And the monk who empowered me.
Join me tomorrow night, Tuesday, for a public talk titled, “ Your Body Is Your Practice ,” hosted by the Shambhala Center of NYC.
The first person to teach me meditation was a towering Australian named Thubten Gyatso. He was living in Mongolia, as I was in the spring of 2003, and he just happened to open the door at the Federation for the Preservation of the Mahayana Tradition (FPMT) when I came knocking one afternoon. He was wearing the crimson and gold robes of a Buddhist monk and the sight of his bare arms took me back. I was used to seeing men in sleeveless shirts as a display of muscle and power but Thubten’s arms were pale and unconditioned. Ostensibly, I was there because I needed to do a report on a non-profit in Ulaan Baatar, but secretly I wanted to get the goods on Buddhism. For the latter, Thubten advised me to attend an introduction to meditation class later in the week.
I returned and joined 20 to 30 other aspirants in the shrine room where I endeavored, like the world’s stiffest kindergartner, to sit cross-legged on the floor. I assumed this contortion would be the first requirement of spiritual development — acting like you are fine when you’re not. Thubten took his place at the front, folding his lower limbs like tent poles beneath his robes. Halfway through his talk, an adopted black cat sauntered down the aisle and climbed into Thubten’s lap where it sat for the remainder. I can’t remember a thing he said but there was something about him, the quiet of the center, and the testimony of the cat that kept me coming back to the FPMT every few days after school.
I was ‘working through stuff.’ My previous semester at college, I had slept on a mattress on the floor of my undecorated dorm room. And it had recently become clear through letters from back on campus in Connecticut that my girlfriend and I were not going to last. And so, I came to share this moment of my life with a celibate stranger. At night, I’d go dancing at nightclubs with my classmates, claiming “Cotton-Eyed Joe” as our nostalgic American anthem and then, the next afternoon, I’d have tea with Thubten and borrow texts like Make Your Mind An Ocean. I presented myself as an even-keeled surveyor of knowledge and philosophy rather than as a young person who was struggling to feel okay. I understood as much Buddhism as the cat but I, too, had grasped that it felt good to be around the man.
Also in that spring of 2003, Mongolia had joined the “Coalition of the Willing” in the invasion of Iraq. Despite being so far away, the war was a topic of great interest among native Mongolians and expatriates. Ideological positions were debated in bars, newspapers, and among herders on the steppe. In the middle of this, Thubten penned an op-ed for the English language newspaper titled, “People, Not Principles.” He made a pithy interpretation of Buddhist philosophy, saying that when we become convinced of our righteousness we stop seeing the humanity in others.
Near the end of my semester, I decided I would attempt a two-week solitary retreat in a historic cave in the Gobi Desert. Thubten gently tried to dissuade me from doing a solitary retreat (in a cave!) with only a few months of meditation experience. But he could also see I was hungry for adventure. In this, me and the quiet monk were kin. Before being ordained, he was a physician and had traveled through Afghanistan and Iran by motorcycle in the 1970s and sailed down the Indus River on a handmade boat. What he told me before I left, I’ll always remember: “When you go on retreat, it’s like taking the lid off the garbage can.” He knew that many of the things I would not want to see or feel would arise. He spoke with authority, having conducted a three-year solitary retreat in the Australian bush.

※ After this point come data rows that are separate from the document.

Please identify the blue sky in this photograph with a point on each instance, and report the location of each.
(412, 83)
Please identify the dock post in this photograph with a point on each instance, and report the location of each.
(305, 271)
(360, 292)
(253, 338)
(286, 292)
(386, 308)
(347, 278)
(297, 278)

What he didn’t say was that Buddhism would cure this. He did not offer a four-step practice, promise, or an online course that would rectify the contents of the garbage can. He listened to me, answered my questions as best he could, and would occasionally lend me a book or give me some meditation advice, but never with the promise that this would cure all that was hurting me. Despite being an ordained monk — or because of it — he had no delusions of Buddhism as a saving vessel. I’ve come to respect Thubten so much for everything he didn’t say to me. I have a pair of uncles who used to slip pamphlets from their born-again church into my birthday cards, informing me of damnation upon homosexuality or salvation upon accepting Jesus Christ as my Savior. What killed me was the casualness of their advice — they barely knew me but believed they had all the answers on a piece of paper.
Obviously, Buddhism was an important framework for Thubten but he was able to let it all go with me and give me what I needed, which was not a fake promise or easy answers, but respect and gentleness toward all my incurability.
The venerable Thubten Gyatso’s most recent book is A Leaf in the Wind.